Zitti zitti, piano piano. La diplomazia per ricucire con Donato Di Matteo è al lavoro. Giovanni Lolli ha insediato tre commissioni (sanità, edilizia, sociale e lavoro) su richiesta dell’assessore dimissionario, per studiare tutte le modifiche e i progetti che Di Matteo ha messo sul tavolo: condizioni inderogabili per appoggiare questa maggioranza. In teoria, se il lavoro delle commissioni dovesse essere recepito dalla giunta e dalla maggioranza di centrosinistra della Regione Abruzzo, Di Matteo potrebbe rientrare.
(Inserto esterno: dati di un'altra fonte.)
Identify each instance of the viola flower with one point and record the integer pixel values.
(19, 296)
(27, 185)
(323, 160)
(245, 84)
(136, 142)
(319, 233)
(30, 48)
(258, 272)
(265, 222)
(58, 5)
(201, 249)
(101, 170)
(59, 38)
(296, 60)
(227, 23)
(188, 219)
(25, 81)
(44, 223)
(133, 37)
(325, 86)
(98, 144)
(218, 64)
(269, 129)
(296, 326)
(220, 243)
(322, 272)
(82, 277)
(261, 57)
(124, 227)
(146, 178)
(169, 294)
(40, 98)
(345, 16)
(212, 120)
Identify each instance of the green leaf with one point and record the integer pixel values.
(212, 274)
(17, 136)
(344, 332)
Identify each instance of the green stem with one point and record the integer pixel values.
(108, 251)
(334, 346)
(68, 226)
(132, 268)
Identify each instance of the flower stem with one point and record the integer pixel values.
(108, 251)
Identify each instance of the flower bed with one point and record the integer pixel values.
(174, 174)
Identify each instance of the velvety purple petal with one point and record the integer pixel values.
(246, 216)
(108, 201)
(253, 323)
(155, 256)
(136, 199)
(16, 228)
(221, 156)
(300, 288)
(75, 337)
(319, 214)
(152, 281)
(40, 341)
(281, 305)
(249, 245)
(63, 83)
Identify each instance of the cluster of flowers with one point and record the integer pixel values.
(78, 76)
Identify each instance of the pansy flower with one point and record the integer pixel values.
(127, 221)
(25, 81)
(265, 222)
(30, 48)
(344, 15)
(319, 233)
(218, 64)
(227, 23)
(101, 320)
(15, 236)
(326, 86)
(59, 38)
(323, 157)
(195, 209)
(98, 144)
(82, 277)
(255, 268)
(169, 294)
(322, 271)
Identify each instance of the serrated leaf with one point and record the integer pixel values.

“Non basterebbe – dice lui – i programmi devono essere recepiti e sostenuti da impegni di spesa. Sennò sono soltanto chiacchiere. E solo allora, deciderò se rimetterci la faccia”.
La faccia: è tutto qui il punto. Per lui la gestione della Regione nell’era D’Alfonso è stata fallimentare, improponibile per un politico di sinistra. A differenza di altri, però, si è dimesso.
E al lavoro, nelle tre commissioni, insieme ai tecnici della Regione ci sono molti fedelissimi di Di Matteo: in quella sulla sanità ci sono Sabrina Di Pietro (ex dirigente amministrativo della Asl di Chieti poi dimessasi in seguito alla denuncia di Mauro Febbo che l’accusava di non avere i requisiti, e assolta dal tribunale), Francesco D’Atri, medico dell’ospedale di Popoli, Roberto Marzetti ex manager della Asl dell’Aquila; in quella sull’edilizia l’ex segretario del Pci Bruno Biagi.
Di Matteo chiede un’inversione di rotta radicale, chiede che D’Alfonso si faccia da parte, a prescindere dalle dimissioni, e che quindi non governi più le scelte della Regione; chiede modifiche nel piano sanitario e delle politiche dell’agricoltura, la riorganizzazione della macchina regionale, con controllo da parte di tutti e non più concorsi e nomine gestite da Dalfy, e soprattutto chiede che una parte delle risorse del Masterplan vengano dirottate sulle politiche del sociale, sostegno ai poveri e al lavoro.
“Se le accolgono bene, sennò io sto bene a casa mia”.
ps: tempo pochissimi giorni si capirà come andrà a finire. E mentre Dalfy lo manderebbe volentieri a quel paese (tanto che gli importa, lui sta al Senato), Lolli e il partito sanno che senza Di Matteo alle prossime elezioni sarà un tonfo che più tonfo non si può.